Il pericolo comunista

— di Onofrio Romano —

In Parlamento non ci sono maggioranze. Nessun provvedimento passerebbe se ciascun gruppo parlamentare obbedisse agli interessi e/o ai valori propri e dei propri rappresentati. Allora la domanda giusta non è: “perché la Cirinnà si è arenata?”. La domanda giusta è: “com’è possibile che questo Parlamento abbia approvato di tutto (jobs act, Italicum, riforma costituzionale ecc.)?”. Renzi, com’è noto, riesce a ottenere l’approvazione dei suoi provvedimenti componendo di volta in volta un puzzle parlamentare diverso. Ma nessun puzzle potrebbe essere composto se egli non avesse sempre a disposizione una specie di tessera-jolly (necessaria, ma non sufficiente come dimostra il caso Cirinnà). Ossia un sotto-gruppo — un singolo sotto-gruppo all’interno dell’assemblea — che vota sistematicamente all’opposto degli interessi e dei valori propri e del proprio elettorato, offrendosi di sostenere i valori e gli interessi altrui. Si tratta degli eredi del Pci allocati nel Pd (e non conta che molti di loro, per ragioni anagrafiche, il Pci non l’abbiano mai visto). La cosa fondamentale che hanno ereditato dal Pci è la disciplina, la capacità di agire nella direzione disposta dal centro senza farsi domande. Questa profonda etica della militanza si è potuta formare in virtù di una colossale posta in gioco: il sol dell’avvenire.
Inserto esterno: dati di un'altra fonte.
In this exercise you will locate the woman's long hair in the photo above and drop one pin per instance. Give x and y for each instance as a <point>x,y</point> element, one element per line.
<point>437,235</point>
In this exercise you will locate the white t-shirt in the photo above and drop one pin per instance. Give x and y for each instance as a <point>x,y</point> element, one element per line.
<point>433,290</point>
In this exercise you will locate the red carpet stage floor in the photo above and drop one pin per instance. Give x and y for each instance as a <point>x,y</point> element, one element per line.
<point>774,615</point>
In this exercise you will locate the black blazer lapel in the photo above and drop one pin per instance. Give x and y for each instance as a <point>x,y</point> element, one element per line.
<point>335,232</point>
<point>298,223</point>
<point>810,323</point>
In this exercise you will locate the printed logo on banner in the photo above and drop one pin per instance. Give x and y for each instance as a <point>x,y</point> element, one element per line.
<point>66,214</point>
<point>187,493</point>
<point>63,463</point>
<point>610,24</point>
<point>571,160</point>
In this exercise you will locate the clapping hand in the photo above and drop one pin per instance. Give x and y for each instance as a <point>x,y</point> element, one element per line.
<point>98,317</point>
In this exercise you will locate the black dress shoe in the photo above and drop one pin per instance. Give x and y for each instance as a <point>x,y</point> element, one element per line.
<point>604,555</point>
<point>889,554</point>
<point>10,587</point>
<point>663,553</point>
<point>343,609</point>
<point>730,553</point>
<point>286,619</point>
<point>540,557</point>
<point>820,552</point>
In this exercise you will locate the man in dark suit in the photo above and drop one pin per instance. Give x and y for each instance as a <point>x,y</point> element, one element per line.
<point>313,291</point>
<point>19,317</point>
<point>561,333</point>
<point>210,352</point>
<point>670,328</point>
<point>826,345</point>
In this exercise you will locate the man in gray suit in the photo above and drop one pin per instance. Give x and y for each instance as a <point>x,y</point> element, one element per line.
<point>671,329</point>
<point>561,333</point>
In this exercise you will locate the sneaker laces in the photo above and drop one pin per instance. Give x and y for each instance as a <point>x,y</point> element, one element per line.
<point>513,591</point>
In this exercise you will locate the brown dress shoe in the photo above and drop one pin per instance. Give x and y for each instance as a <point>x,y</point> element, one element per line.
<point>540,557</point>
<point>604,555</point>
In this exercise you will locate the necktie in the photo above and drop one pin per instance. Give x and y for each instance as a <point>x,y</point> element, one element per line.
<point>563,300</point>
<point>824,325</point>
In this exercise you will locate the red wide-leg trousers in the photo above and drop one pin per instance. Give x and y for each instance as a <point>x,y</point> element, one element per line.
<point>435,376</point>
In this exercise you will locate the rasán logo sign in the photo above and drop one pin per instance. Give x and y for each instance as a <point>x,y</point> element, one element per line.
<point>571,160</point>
Sebbene il sole sia tramontato, l’imprinting etico-disciplinare è rimasto in piedi, per forza d’inerzia, come una sorta di connotato identitario che persiste nonostante il venir meno delle circostanze storiche che l’hanno generato. Ebbene, l’esistenza di un soggetto siffatto, un soggetto che ha perso la destinazione di marcia ma che conserva, come nessun altro al presente, la capacità di marciare con la stessa convinzione di chi ha ancora una favolosa destinazione da raggiungere, costituisce un oggettivo pericolo per la democrazia. Avendo perduto la destinazione originaria, questa forza è pronta a mettersi al servizio di qualsiasi causa, pur di sopravvivere. È un’arma letale che può finire nelle mani di chiunque. E, infatti, è proprio questa forza che sta contribuendo decisivamente a destrutturare l’assetto democratico che essa stessa aveva costruito (un vero caso di autofagia). Un tempo, i comunisti erano un pericolo per i padroni del vapore. Oggi, i comunisti senza comunismo sono un pericolo per tutti noi. Che fare?

L'osservatore Romano
2 comments on “Il pericolo comunista
  1. non credi, onofrio, che il dispositivo che descrivi e che imputi all’etica comunista incarnatasi oggi in una sorta di avanguardia di spregiudicati (ogni etica, in quanto etica è opportunista e ogni spergiudicatezza individuale un interesse privato) sia in sostanza la dimostrazione che il sistema di potere anzi ogni sistema di potere inscritto nella civilizzazione umana – quindi non solo quello italiano ma anche tutti gli altri regimi nazionali che compongono il realismo spietato della globalizzazione – abbia raggiunto la capacità di metabolizzare ogni rischio e ogni conflitto? In sostanza abbia perfezionato l’anima oligarchica della democrazia? Sai bene cosa penso: questa è la ragione per cui ogni politica che voglia lavorare al recupero delle passate virtù di una opposizione frontale con il sistema, qualsiasi sistema appunto in quanto sistema, di fatto finisce per “raschiare” tutto ciò che ancora gli resiste regalandolo al nemico che vorrebbe combattere, finendo così per implementare la volontà di potenza che è nella sua stessa natura sin dalle origini dell’abitare. Il “che fare” per me oggi non può significare ribellarsi a questa realtà “umanissima” ma significa incrinare almeno di un poco il rapporto storico tra conflitto e integrazione grazie al quale l’occidente continua a protrarre nel tempo e nello spazio il suo terribile eppure fatale destino di necessità e sopravvivenza del sociale. Soltanto la persona che resiste alla prigione identitaria in cui è obbligata in quanto individuo – tuttavia soffrendo e facendo soffrire, sempre morendo per mano sua – può essere Il teatro di un tentativo, antropologico e non più politico-culturale, volto a contestare la falsa coscienza. Non quella che è stata attribuita ai detentori dei mezzi di produzione della realtà imposta al e dal mondo, ma la falsa coscienza di chi pretende, desidera, di invertire il destino occidentale (quella che, parlando a nome del suo “noi”, usa – è costretta a usare – lo stesso “noi” della storia e della sovranità assoluta di cui ha sempre goduto, lo stesso linguaggio che crede anti-umano invece che riconoscere appunto umanissmo).